The changes presented here in the δ13CPDBV value of the two human milk fractions (lipids and milk serum) demonstrate the rapid changes in the 13C enrichment of several nutrients (contained in the fractions) that occur as a consequence of changes in the diet. The milk serum and lipid fractions had the greatest changes in magnitude whereas the precipitable protein remained almost unchanged. The most abundant molecule in milk serum, by far, is lactose [22,23]. So most of the changes in the δ13CPDBV in this fraction should be attributed to the 13C glucose from the diet, the main substrate for the synthesis of lactose. One example of studies in this field is the experiment reporting the incorporation of exogenous 13C lactose, administered orally to lactating women, into milk oligosaccharides, and its excretion through the urine of their infants [24]. The lipid fraction of the milk contains large amounts of saturated fat that may come from the maternal liver or from mammary synthesis, with glucose as a substrate [22]. The changes in milk fat 13C enrichment are more due to changes in the 13C content of glucose.

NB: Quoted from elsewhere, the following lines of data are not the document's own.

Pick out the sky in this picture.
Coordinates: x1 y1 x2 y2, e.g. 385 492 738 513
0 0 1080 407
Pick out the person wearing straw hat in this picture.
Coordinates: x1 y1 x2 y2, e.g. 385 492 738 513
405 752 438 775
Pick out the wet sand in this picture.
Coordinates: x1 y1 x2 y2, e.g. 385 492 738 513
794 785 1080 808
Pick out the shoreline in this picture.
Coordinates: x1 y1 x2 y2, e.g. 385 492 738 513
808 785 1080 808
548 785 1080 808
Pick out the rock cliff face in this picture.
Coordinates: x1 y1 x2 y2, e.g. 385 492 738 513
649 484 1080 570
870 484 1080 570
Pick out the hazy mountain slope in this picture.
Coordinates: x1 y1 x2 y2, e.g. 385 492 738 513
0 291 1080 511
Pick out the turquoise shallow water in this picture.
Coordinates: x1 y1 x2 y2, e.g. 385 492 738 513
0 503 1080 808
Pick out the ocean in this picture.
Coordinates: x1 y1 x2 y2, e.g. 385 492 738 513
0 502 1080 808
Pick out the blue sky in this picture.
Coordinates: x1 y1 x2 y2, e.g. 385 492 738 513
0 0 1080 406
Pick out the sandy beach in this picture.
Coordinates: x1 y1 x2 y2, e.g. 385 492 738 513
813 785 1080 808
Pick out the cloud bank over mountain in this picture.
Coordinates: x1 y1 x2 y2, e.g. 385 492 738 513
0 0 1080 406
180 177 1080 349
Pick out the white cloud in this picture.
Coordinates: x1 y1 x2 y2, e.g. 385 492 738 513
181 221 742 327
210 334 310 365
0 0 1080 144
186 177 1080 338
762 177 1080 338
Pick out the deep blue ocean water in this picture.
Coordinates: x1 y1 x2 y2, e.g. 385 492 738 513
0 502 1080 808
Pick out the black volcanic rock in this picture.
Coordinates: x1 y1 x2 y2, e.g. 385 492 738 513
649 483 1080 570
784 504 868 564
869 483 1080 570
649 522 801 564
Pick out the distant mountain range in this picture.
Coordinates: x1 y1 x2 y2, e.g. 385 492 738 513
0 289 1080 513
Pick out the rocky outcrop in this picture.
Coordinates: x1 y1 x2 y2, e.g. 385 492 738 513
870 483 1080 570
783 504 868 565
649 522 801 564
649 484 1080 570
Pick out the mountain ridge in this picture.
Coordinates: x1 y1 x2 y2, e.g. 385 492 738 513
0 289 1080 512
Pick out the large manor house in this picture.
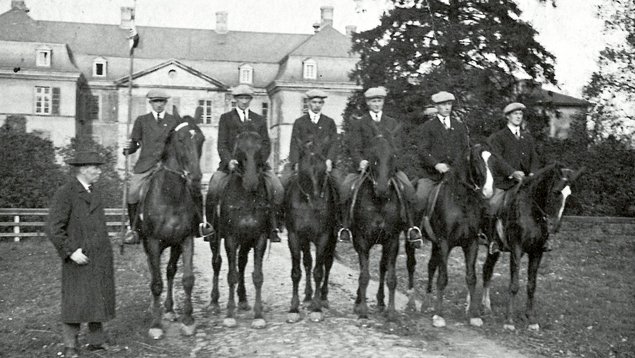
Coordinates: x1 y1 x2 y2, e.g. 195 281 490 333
0 0 588 174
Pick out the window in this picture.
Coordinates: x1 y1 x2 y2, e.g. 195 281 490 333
198 99 212 124
93 57 108 77
239 65 254 84
35 86 60 115
302 59 317 80
262 102 269 119
35 47 51 67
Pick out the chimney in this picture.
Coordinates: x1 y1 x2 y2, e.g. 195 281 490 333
119 6 134 29
216 11 228 34
320 6 333 27
11 0 29 12
346 25 357 37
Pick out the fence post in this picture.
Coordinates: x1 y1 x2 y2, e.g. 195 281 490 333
13 215 20 242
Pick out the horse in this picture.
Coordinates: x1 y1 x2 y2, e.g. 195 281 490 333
351 134 414 321
426 145 494 327
206 131 273 328
284 136 338 323
482 163 583 331
139 122 205 339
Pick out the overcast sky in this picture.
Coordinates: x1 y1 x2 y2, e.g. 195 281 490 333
0 0 603 95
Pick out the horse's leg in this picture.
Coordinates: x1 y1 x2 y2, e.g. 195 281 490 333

In summary, we present evidence that subjects habitually consuming a diet based on C4 plants have a larger body content of 13C-labeled metabolites. Changing the dietary content with respect to intake C3/C4 plants, it is feasible to assess metabolic pathways in physiological studies. Further studies focusing on individual nutrients are warranted.
Acknowledgements
This work was partially supported by grant RLA007 of the International Atomic Energy Agency, UN, Vienna, Austria.